Lewis, Tennessee Highway Safety Office Senior Law Enforcement Liaison Steve Dillard, Roane County Sheriff’s Office Chief Deputy Tim Hawn and Assistant District Attorney General Joe Caldwell all spoke during the press conference.
“We do care about your life,” Dillard said. “We care about you getting to where you’re going and wherever you travel across the state of Tennessee. We’re going to be out there doing our best to make your commute safe for you and for everyone else.”
According to the latest data, 259 people have died in traffic fatalities in Tennessee in 2023 so far. Two of those deaths occurred in Morgan County. Roane County has had one so far this year.

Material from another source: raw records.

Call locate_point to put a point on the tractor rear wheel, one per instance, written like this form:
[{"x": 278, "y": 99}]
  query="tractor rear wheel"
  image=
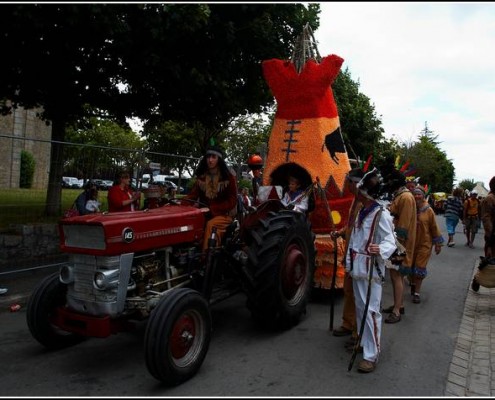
[{"x": 281, "y": 261}]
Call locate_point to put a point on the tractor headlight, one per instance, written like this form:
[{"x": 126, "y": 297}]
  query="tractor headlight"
[
  {"x": 66, "y": 274},
  {"x": 106, "y": 279}
]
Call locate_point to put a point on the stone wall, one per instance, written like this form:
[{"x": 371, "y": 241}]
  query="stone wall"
[
  {"x": 24, "y": 245},
  {"x": 34, "y": 137}
]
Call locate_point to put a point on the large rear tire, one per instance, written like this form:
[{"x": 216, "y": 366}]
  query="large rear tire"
[
  {"x": 281, "y": 260},
  {"x": 177, "y": 336},
  {"x": 49, "y": 294}
]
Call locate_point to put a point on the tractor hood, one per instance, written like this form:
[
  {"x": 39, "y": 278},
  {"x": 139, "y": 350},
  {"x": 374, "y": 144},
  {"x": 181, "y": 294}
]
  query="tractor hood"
[{"x": 129, "y": 232}]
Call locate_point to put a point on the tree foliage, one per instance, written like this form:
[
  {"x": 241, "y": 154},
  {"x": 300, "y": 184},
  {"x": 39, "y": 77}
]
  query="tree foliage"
[
  {"x": 430, "y": 162},
  {"x": 361, "y": 128},
  {"x": 195, "y": 63},
  {"x": 108, "y": 154}
]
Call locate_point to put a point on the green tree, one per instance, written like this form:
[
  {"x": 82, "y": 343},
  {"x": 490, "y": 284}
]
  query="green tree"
[
  {"x": 97, "y": 160},
  {"x": 177, "y": 139},
  {"x": 360, "y": 125},
  {"x": 430, "y": 162},
  {"x": 196, "y": 63},
  {"x": 467, "y": 184},
  {"x": 27, "y": 170},
  {"x": 246, "y": 135}
]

“I look at the total fatality numbers each and every day they come into my office, and I try to look at that and not see just a number but see a person, a human being,” Lewis said. “And what would it feel like if one of those numbers was a member of my family and that’s why I want everyone to understand that those numbers one day could be a family member of yours if we don’t pay attention to what we’re doing on the roads.”
Hawn said notifying family that a loved one was killed in an automobile crash is one of the hardest jobs for a member of law enforcement.
“Our focus is to keep our drivers safe on our roadways,” Hawn said. “We do that through education and enforcement action.”
Several members of the Tennessee Highway Patrol were also at the press conference.
“Our goal here is to reduce crashes and especially traffic fatalities throughout Tennessee,” Trooper Clint McKissack said.
McKissack went on to speak about the “big four,” which is seat belts, speeding, distracted driving and impaired driving. People should buckle up, slow down, stay off their cell phones when behind the wheel and don’t get behind the wheel if they are intoxicated.
“With those four things, we feel like that would make a huge difference,” McKissack said.
Caldwell spoke about the role prosecutions have on keeping people safe on the roads.
“I know that my boss, Russell Johnson, is committed to prosecuting these types of cases, including impairment cases,” Caldwell said.
McKissack said one thing they are doing to try and reduce the number of deadly crashes is making troopers visible in trouble spots.
“Just having a trooper in the area makes a lot of difference,” he said. “If you’ve ever been driving down the road or seen a vehicle in front of you that might be speeding and they come over a hill and see a state trooper sitting on the road, you’ll see their brake lights. It has an impact and that is probably the first line of defense against traffic fatalities, is just having that presence.”
McKissack also spoke about the importance of buckling your seat belt. That can be the difference between life or death in a car crash.
“It doesn’t guarantee that you will survive, but it gives you one more chance,” McKissack said. “Kind of like locking your doors when you get in your car. A lot of cars are autolock. You’re 10% more likely to survive a rollover crash just having your doors locked on your vehicle because you know, those cars rollover, doors will come open.”
Lewis said press conferences like the one held at Dyllis Springs can make a difference.
“We want people to know that we’re doing this because we care about their lives,” he said.
Lewis said they held a similar safe driving press conference in Cookeville recently and they have one planned in West Tennessee in the coming weeks.
“We’re taking areas that we’ve seen an increase in traffic fatalities and serious injury crashes and we’re focusing on those communities,” Lewis said. “A lot of them are rural areas and we need to get the message out. That’s what it’s all about.”
The press conference was originally billed as a Morgan and Roane safe driving event. Dillard said they plan to have one in Morgan County at a later date.